And he noted that more corporate research centers are moving in from places like Silicon Valley and Boston, a notion seconded by Cobb Chamber of Commerce President and CEO Sharon Mason, who has watched the tower sprout from the ground from the chamber’s office a few doors over.
“For us, this really is the centerpiece of innovation,” Ms. Mason said.
That’s what TK Elevator is banking on, said Mr. Lavallee, who noted that growing a pipeline of workers from a young age was as much of a draw to Atlanta as its connected airport and the unique branding opportunity provided by the tallest building in the county — now outfitted with a digital “mesh” spanning eight floors that can greet up to 300 million drivers per year with LED messages (and might even celebrate Braves home runs during baseball season).
Thyssenkrupp for years operated a now-closed innovation center at Georgia Tech, but the campus in Cobb takes this theme to a new level by bringing in-house R&D and training in addition to business functions.
On a tour of the facility after the presentations, Mr. Lavallee was most energized by sections that showcased how elevators can contribute to urban mobility and sustainability, as well as those focused on technical training.
That’s fitting for an executive who got his start in what he simply calls “the trade” when accompanying his father on elevator service calls as a young boy. Growing up in Canada, his friends idolized hockey players like Wayne Gretzky while he was tracking elevator entrepreneurs. He worked first in the industry as a technician.

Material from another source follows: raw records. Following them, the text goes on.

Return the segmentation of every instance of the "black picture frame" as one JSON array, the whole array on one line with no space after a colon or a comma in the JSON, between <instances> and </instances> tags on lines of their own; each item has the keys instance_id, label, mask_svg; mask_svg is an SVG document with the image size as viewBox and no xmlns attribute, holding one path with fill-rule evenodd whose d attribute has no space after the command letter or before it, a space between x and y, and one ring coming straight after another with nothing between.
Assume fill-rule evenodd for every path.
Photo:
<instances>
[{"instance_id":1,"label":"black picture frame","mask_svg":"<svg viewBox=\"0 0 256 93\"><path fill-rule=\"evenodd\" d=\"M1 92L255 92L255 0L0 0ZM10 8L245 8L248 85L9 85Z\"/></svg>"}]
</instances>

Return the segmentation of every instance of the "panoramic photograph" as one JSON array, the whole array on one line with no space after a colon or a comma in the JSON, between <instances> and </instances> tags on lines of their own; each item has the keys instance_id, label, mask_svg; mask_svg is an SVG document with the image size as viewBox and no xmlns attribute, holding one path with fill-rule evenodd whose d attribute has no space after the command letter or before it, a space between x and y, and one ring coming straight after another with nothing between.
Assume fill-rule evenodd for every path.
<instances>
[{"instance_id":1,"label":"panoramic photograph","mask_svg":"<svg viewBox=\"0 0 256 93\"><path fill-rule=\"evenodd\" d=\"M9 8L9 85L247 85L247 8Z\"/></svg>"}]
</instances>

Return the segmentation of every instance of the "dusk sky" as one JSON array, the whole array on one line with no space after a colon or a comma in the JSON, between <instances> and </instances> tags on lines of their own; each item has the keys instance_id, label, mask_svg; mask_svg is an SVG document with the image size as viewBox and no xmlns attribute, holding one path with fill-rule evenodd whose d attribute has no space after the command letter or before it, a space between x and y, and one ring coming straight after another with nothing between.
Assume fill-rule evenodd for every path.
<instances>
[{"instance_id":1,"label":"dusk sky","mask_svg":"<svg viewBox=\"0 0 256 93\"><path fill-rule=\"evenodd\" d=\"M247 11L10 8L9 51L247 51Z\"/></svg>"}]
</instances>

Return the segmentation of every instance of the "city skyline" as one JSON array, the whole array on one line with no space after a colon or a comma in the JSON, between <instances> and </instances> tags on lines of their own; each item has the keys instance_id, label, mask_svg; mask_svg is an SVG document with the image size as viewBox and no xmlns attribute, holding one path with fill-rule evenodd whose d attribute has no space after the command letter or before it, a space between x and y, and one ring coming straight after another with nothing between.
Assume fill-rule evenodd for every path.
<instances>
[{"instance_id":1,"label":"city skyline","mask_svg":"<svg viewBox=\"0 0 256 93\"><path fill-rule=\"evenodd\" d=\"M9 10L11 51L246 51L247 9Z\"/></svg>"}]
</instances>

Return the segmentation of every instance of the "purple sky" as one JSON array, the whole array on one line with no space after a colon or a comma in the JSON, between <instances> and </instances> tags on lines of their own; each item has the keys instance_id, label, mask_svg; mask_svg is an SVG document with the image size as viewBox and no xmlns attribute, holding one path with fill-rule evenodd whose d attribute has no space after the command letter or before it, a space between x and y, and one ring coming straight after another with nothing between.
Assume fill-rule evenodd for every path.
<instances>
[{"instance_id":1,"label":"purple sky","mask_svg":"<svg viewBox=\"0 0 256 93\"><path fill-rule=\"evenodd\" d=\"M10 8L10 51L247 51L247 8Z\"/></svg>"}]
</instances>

The trade has become a much flashier business since then, as TK Elevator’s latest innovations show. Its MAX service gives operators access to real-time data, enabling predictive maintenance to minimize downtime. Other recent innovations include TWIN, a system where two elevators occupy the same shaft, and MULTI, a ropeless elevator that can move laterally as well as vertically. MULTI’s ability to move elevator cars into basement storage offers the building owner more leasable space by reducing the number of shafts.

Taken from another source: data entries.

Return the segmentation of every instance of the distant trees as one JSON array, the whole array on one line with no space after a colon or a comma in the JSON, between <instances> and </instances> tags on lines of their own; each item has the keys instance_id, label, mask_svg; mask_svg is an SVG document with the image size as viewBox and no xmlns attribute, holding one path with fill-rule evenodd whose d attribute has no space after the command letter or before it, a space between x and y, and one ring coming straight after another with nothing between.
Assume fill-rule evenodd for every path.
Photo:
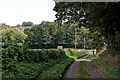
<instances>
[{"instance_id":1,"label":"distant trees","mask_svg":"<svg viewBox=\"0 0 120 80\"><path fill-rule=\"evenodd\" d=\"M17 26L17 27L20 27L21 25L20 25L20 24L17 24L16 26Z\"/></svg>"},{"instance_id":2,"label":"distant trees","mask_svg":"<svg viewBox=\"0 0 120 80\"><path fill-rule=\"evenodd\" d=\"M103 41L109 51L120 51L120 2L117 3L69 3L56 2L56 22L80 23L93 33L96 48ZM99 45L99 46L98 46Z\"/></svg>"},{"instance_id":3,"label":"distant trees","mask_svg":"<svg viewBox=\"0 0 120 80\"><path fill-rule=\"evenodd\" d=\"M29 48L56 48L62 45L66 48L74 48L75 45L75 24L64 23L60 25L56 22L42 22L33 26L31 29L25 29L24 33L28 35L26 44ZM79 29L77 33L77 48L83 48L84 36L86 36L86 48L89 45L89 30L85 27Z\"/></svg>"},{"instance_id":4,"label":"distant trees","mask_svg":"<svg viewBox=\"0 0 120 80\"><path fill-rule=\"evenodd\" d=\"M33 26L33 22L31 22L31 21L30 21L30 22L25 22L25 21L24 21L24 22L22 23L22 26L25 26L25 27L27 27L27 26Z\"/></svg>"}]
</instances>

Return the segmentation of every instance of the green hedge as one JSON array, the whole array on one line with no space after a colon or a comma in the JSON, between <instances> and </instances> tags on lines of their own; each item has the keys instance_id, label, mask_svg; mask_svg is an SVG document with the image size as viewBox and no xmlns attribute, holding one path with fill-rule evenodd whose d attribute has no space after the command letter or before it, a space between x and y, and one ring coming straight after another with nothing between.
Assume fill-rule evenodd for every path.
<instances>
[{"instance_id":1,"label":"green hedge","mask_svg":"<svg viewBox=\"0 0 120 80\"><path fill-rule=\"evenodd\" d=\"M44 62L49 59L67 58L63 50L29 49L24 53L24 61Z\"/></svg>"},{"instance_id":2,"label":"green hedge","mask_svg":"<svg viewBox=\"0 0 120 80\"><path fill-rule=\"evenodd\" d=\"M2 77L3 80L61 79L74 58L85 55L85 52L73 52L71 55L70 51L63 50L28 49L21 55L23 61L4 56Z\"/></svg>"}]
</instances>

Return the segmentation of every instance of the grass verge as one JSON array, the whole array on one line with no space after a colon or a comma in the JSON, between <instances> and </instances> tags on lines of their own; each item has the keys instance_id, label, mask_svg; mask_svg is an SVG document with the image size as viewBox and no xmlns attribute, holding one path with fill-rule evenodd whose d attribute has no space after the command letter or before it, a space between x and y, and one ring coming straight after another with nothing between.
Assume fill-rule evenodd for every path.
<instances>
[{"instance_id":1,"label":"grass verge","mask_svg":"<svg viewBox=\"0 0 120 80\"><path fill-rule=\"evenodd\" d=\"M85 61L80 62L79 68L78 68L76 74L77 74L78 79L80 79L80 78L89 78L90 74L89 74L89 72L87 70Z\"/></svg>"}]
</instances>

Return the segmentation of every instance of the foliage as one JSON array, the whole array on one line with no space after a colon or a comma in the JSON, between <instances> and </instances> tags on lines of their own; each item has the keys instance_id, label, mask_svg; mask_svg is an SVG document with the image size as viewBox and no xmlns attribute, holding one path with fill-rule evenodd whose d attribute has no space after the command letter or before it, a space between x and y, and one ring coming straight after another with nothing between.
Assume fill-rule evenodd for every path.
<instances>
[{"instance_id":1,"label":"foliage","mask_svg":"<svg viewBox=\"0 0 120 80\"><path fill-rule=\"evenodd\" d=\"M33 22L31 22L31 21L30 21L30 22L25 22L25 21L24 21L24 22L22 23L22 26L24 26L24 27L33 26Z\"/></svg>"},{"instance_id":2,"label":"foliage","mask_svg":"<svg viewBox=\"0 0 120 80\"><path fill-rule=\"evenodd\" d=\"M24 30L28 35L26 44L30 49L49 49L59 45L64 48L74 48L75 27L75 24L60 25L55 22L42 22L33 26L32 29ZM84 37L86 37L86 48L91 48L89 33L89 29L83 26L77 28L77 48L83 48Z\"/></svg>"},{"instance_id":3,"label":"foliage","mask_svg":"<svg viewBox=\"0 0 120 80\"><path fill-rule=\"evenodd\" d=\"M10 58L4 59L7 62L7 64L2 65L2 75L4 80L7 80L8 78L9 79L27 79L27 80L28 79L29 80L46 79L46 78L61 79L66 67L68 67L68 65L70 65L72 61L74 61L74 58L67 56L66 55L67 53L65 53L62 50L29 49L24 54L25 56L28 56L30 60L28 60L27 58L24 58L23 62L19 62L19 61L14 61ZM40 57L37 58L36 56L37 54L40 54L41 58L43 57L43 59L46 58L48 60L46 61L46 59L44 59L45 61L36 62L37 60L41 60ZM77 57L78 55L79 57L82 57L87 53L81 53L81 54L76 53L74 54L74 57L78 58Z\"/></svg>"},{"instance_id":4,"label":"foliage","mask_svg":"<svg viewBox=\"0 0 120 80\"><path fill-rule=\"evenodd\" d=\"M92 33L95 33L96 36L92 37L92 39L95 41L96 48L101 48L103 46L103 42L105 42L108 45L108 50L120 51L119 9L120 2L56 2L53 10L57 12L57 22L62 23L67 21L78 23L88 27Z\"/></svg>"},{"instance_id":5,"label":"foliage","mask_svg":"<svg viewBox=\"0 0 120 80\"><path fill-rule=\"evenodd\" d=\"M118 78L119 80L119 57L119 54L115 56L111 54L102 54L99 58L94 56L92 59L93 65L105 76L105 78Z\"/></svg>"},{"instance_id":6,"label":"foliage","mask_svg":"<svg viewBox=\"0 0 120 80\"><path fill-rule=\"evenodd\" d=\"M62 50L40 50L40 49L29 49L24 53L24 61L27 62L46 62L49 59L67 58L65 52Z\"/></svg>"},{"instance_id":7,"label":"foliage","mask_svg":"<svg viewBox=\"0 0 120 80\"><path fill-rule=\"evenodd\" d=\"M77 70L77 78L89 78L90 74L86 67L86 62L81 61Z\"/></svg>"},{"instance_id":8,"label":"foliage","mask_svg":"<svg viewBox=\"0 0 120 80\"><path fill-rule=\"evenodd\" d=\"M17 24L16 26L17 26L17 27L20 27L21 25L20 25L20 24Z\"/></svg>"}]
</instances>

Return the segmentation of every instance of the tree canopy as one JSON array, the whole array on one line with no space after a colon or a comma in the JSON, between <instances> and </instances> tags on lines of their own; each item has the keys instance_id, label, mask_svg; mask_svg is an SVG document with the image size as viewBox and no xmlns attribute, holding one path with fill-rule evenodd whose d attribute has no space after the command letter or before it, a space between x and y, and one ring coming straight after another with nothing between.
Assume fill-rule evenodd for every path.
<instances>
[{"instance_id":1,"label":"tree canopy","mask_svg":"<svg viewBox=\"0 0 120 80\"><path fill-rule=\"evenodd\" d=\"M97 42L104 41L109 50L120 51L120 2L113 3L69 3L56 2L56 22L79 23L98 32ZM99 36L99 37L98 37Z\"/></svg>"}]
</instances>

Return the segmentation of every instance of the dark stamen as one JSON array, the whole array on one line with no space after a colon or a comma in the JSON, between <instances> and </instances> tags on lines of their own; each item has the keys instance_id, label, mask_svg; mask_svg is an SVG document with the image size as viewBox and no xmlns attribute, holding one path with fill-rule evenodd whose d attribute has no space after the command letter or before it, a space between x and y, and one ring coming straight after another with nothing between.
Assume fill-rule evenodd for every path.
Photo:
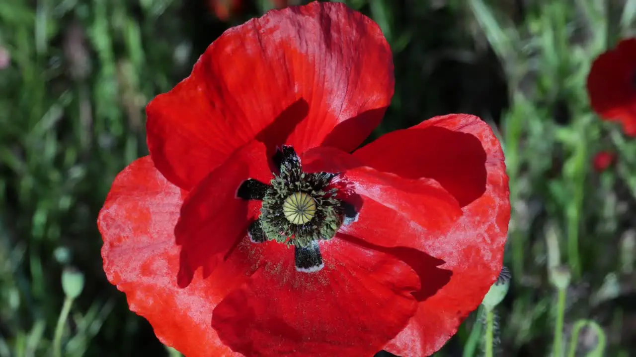
<instances>
[{"instance_id":1,"label":"dark stamen","mask_svg":"<svg viewBox=\"0 0 636 357\"><path fill-rule=\"evenodd\" d=\"M276 167L282 169L284 166L287 168L296 167L300 166L300 159L296 154L296 151L292 146L284 145L282 148L278 149L274 154L272 159Z\"/></svg>"},{"instance_id":2,"label":"dark stamen","mask_svg":"<svg viewBox=\"0 0 636 357\"><path fill-rule=\"evenodd\" d=\"M324 267L318 242L312 241L306 247L296 246L295 250L296 270L314 273Z\"/></svg>"},{"instance_id":3,"label":"dark stamen","mask_svg":"<svg viewBox=\"0 0 636 357\"><path fill-rule=\"evenodd\" d=\"M241 184L237 191L237 196L243 199L263 199L269 186L263 182L248 178Z\"/></svg>"},{"instance_id":4,"label":"dark stamen","mask_svg":"<svg viewBox=\"0 0 636 357\"><path fill-rule=\"evenodd\" d=\"M252 243L263 243L267 239L265 232L263 232L263 228L261 227L261 222L258 220L252 222L249 225L247 235L249 236L249 240L252 241Z\"/></svg>"},{"instance_id":5,"label":"dark stamen","mask_svg":"<svg viewBox=\"0 0 636 357\"><path fill-rule=\"evenodd\" d=\"M356 210L356 207L349 202L342 202L343 213L345 215L345 224L357 220L358 212Z\"/></svg>"}]
</instances>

But the crown jewel of the complex, as far as Mr. Lavallee is concerned, is the International Technical Services training facility, where TK Elevator technicians are trained to service all competing elevators’ systems in a room chock full of working modules. A global network of eight ITS training centers around the world underpins a robust services business for a company that grew into a global behemoth by acquiring many smaller firms and integrating them.
“I love all my children equally, but this one’s my favorite,” Mr. Lavallee joked while approaching the area.
He hopes to inspire in Atlanta’s young people similar enthusiasm in the STEM fields, exciting them about the technical underpinnings of an industry that generally goes unnoticed unless a problem arises. The plan is to host field trips for school children and recruit interns and staff from local universities.
“We really have partnered with Cobb County, with elementary schools. We want to bring in the young boys and girls in fifth and sixth grades, and get them to say what everybody else is saying: ‘What is that building? Who is TKE?’” Mr. Lavallee said in his welcome remarks. “You know what TKE is? It’s a school for STEM, a school for sales professionals, a school for elevator technicians.”
In other words, he wants to create a lot of elevator guys and gals — and if TKE’s people have been able to achieve such success without a gleaming building, he says, imagine what it can do with a $200 million monument to innovation.
“Watch the next 20 years; it’s going to be fantastic.”